The amount of money brought annually by tourists is estimated at twenty million dollars.

STATUE OF TELL, ALTDORF, SWITZERLAND

Altdorf, near the southern end of Lake Luzerne, and capital of the canton of of Uri, is in the mountain-walled valley, and is the reputed scene of Tell’s shooting the apple. The side is marked by a fountain. The colossal statue of Tell is near by. His birthplace, near Bürglen, is occupied by a frescoed chapel.
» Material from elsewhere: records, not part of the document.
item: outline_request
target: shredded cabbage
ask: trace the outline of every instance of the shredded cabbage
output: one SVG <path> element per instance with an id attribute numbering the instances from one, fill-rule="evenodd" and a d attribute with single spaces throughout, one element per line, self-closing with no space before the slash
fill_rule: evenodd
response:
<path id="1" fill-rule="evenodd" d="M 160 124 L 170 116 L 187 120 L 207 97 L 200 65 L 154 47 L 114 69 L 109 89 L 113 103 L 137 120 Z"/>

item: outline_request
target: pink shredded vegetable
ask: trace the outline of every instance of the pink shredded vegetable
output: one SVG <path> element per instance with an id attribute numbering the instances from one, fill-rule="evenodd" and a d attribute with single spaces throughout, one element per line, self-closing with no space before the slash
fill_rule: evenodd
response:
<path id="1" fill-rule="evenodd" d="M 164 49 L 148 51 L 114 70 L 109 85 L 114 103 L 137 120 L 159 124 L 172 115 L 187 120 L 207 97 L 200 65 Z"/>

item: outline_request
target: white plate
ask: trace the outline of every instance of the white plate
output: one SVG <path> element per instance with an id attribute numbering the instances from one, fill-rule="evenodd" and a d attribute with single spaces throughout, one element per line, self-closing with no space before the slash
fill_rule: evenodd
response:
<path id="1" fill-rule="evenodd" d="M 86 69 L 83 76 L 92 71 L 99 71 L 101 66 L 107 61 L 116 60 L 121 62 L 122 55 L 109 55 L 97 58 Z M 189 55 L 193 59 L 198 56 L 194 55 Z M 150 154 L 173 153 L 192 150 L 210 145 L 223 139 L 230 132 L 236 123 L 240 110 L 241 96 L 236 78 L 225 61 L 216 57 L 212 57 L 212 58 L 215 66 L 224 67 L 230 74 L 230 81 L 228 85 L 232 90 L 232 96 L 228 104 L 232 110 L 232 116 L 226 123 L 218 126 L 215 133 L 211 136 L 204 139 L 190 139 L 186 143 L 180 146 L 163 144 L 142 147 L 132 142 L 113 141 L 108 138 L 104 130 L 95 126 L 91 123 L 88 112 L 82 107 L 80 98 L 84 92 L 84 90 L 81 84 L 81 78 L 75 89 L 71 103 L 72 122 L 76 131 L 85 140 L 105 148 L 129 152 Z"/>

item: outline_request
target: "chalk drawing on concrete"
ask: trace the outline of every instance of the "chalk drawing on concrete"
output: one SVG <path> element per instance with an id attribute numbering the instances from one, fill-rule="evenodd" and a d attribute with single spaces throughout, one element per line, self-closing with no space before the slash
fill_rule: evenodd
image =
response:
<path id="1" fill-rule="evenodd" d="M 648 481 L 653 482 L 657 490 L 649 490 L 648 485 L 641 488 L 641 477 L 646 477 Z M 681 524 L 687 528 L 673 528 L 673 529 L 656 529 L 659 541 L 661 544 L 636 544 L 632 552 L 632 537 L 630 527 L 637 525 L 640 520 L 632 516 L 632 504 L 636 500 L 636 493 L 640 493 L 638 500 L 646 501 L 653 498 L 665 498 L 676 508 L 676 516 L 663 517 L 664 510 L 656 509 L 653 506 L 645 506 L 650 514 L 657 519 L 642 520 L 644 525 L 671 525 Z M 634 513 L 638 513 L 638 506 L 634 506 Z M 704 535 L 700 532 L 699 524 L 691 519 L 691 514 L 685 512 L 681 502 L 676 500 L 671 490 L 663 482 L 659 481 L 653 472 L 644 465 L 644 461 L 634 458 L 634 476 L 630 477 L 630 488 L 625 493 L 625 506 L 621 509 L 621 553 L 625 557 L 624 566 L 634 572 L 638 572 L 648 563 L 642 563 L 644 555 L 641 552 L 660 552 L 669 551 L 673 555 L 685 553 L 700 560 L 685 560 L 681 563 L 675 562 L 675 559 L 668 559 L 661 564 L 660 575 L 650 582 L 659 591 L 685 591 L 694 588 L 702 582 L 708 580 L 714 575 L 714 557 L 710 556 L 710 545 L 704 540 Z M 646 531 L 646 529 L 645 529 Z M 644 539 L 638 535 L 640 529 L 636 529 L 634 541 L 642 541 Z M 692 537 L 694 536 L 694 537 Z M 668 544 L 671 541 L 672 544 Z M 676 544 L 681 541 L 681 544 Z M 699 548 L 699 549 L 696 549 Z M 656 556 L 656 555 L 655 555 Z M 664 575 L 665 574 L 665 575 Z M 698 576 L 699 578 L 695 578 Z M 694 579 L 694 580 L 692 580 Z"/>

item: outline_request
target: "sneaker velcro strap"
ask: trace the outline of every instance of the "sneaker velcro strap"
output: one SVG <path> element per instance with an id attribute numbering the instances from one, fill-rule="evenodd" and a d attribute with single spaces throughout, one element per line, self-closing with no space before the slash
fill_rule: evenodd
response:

Geneva and Lausanne, on the beautiful lake of Geneva, Interlaken (between the lakes of Thun and Brienz), Luzerne and the Rigi, Schaffhausen at the Rhine fall, Zermatt beneath Monte Rosa, Lugano in the heart of the Italian lake district, are notable tourist stations; St. Moritz in the Engadine, and Leuk (Louèche) in the Rhone Valley, Pfäffers in that of the Upper Rhine, are famous for their baths. Switzerland as a whole—with its mountains, lakes, glaciers, waterfalls, valleys and cities—has been described by an American poet as a “cluster of delights and grandeurs.”

Production and Industry.—The forests, which cover about a sixth of the surface, are of immense value to the country, where most of the houses are built of wood. The mountain pastures give the characteristic employments of the people of the Alps and Jura, as herdsmen and shepherds, tending their cattle and making cheese in the mountain châlets during summer.

Agriculture is followed chiefly in the valleys, where wheat, oats, maize, barley, flax, hemp, and tobacco are produced.

The textile industries are the most important, the chief centers being Zürich, Basel, Glarus, and St. Gall. The chief are silk, cotton, and linen fabrics, besides raw silk. Next comes the clock and watchmaking industry, established at Geneva in 1587, which spread to the cantons of Neuchâtel, Berne and Vaud.

Wood carving was introduced in the Oberland about 1820. Other manufactures are chemicals, chocolate, and condensed milk.